Symptoms of Kaposi Sarcoma Beyond Skin Lesions
Kaposi sarcoma commonly involves visceral organs, lymph nodes, and mucosa beyond the characteristic cutaneous red or brown papules, particularly in AIDS-related and more aggressive forms of the disease. 1, 2
Systemic Manifestations by Anatomical Location
Oral Cavity Involvement
- Lesions on the hard and soft palate, gingiva, and tongue
- May cause difficulty eating or speaking
- Often appears as purple or red patches or nodules
Lymphatic Involvement
- Lymph node enlargement
- Lymphedema (swelling) of extremities, face, or genitalia
- Decreased mobility and function in affected limbs
Gastrointestinal Tract
- Often asymptomatic until advanced
- Fecal occult blood (detected through testing)
- Abdominal pain
- Diarrhea
- Intestinal obstruction in severe cases
- Weight loss
Pulmonary System
- Intractable cough
- Progressive dyspnea (shortness of breath)
- Fever
- Chest pain
- Hemoptysis (coughing up blood)
- Respiratory failure in advanced cases 3
Other Visceral Involvement
- Hepatosplenomegaly (enlarged liver and spleen)
- Bone involvement with pain and pathological fractures
- Central and peripheral nervous system manifestations (rare)
- Cardiac involvement (rare)
- Urinary system involvement (rare) 4
Associated Systemic Symptoms
- Unexplained fever (may indicate multicentric Castleman's disease or KSHV-associated inflammatory cytokine syndrome) 1
- Fatigue
- Weight loss
- Night sweats
- Anemia
Clinical Presentations by KS Type
AIDS-Related/Epidemic KS
- Most aggressive form with higher likelihood of visceral involvement
- More common with advanced immunosuppression (low CD4+ T-cell counts)

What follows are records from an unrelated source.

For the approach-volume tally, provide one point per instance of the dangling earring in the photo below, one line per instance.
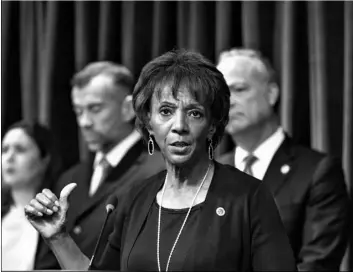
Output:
(210, 150)
(150, 146)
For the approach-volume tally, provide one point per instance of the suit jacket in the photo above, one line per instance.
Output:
(86, 214)
(249, 236)
(312, 199)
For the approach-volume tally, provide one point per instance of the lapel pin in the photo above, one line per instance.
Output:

- Can affect multiple organ systems simultaneously
- May present with pulmonary symptoms as initial manifestation of HIV 3
Classic KS
- Generally more indolent with primarily cutaneous lesions
- Lower extremity involvement most common
- Slower progression over years to decades
Endemic/African KS
- Often involves lymph nodes, viscera, and bone
- More aggressive presentation than classic KS
Iatrogenic/Transplant-Associated KS
- Can involve lymph nodes, mucosa, and visceral organs
- Often responds to reduction of immunosuppression 1
Diagnostic Considerations
When suspecting visceral KS involvement, the workup should include:
- Fecal occult blood testing for gastrointestinal involvement
- Chest X-ray to assess for pulmonary involvement
- Upper and lower endoscopy if gastrointestinal symptoms are present
- Contrast CT of chest, abdomen, and pelvis for lymphadenopathy, visceral masses
- MRI with contrast or PET/CT scan for further evaluation of suspected lesions 1
Clinical Pitfalls
- Pulmonary KS can be mistaken for opportunistic infections in immunocompromised patients 3
- Cutaneous lesions resembling KS can be caused by other conditions (e.g., bacillary angiomatosis, cryptococcosis) 1
- KS can occur in people living with HIV who have normal CD4+ T-cell counts and viral load, so absence of severe immunosuppression does not rule out KS 1
- Visceral involvement may be present without obvious cutaneous manifestations
- Unexplained fevers in KS patients should prompt workup for multicentric Castleman's disease and KSHV-associated inflammatory cytokine syndrome 1
Understanding the full spectrum of KS symptoms beyond skin lesions is crucial for early diagnosis and management, particularly in high-risk populations.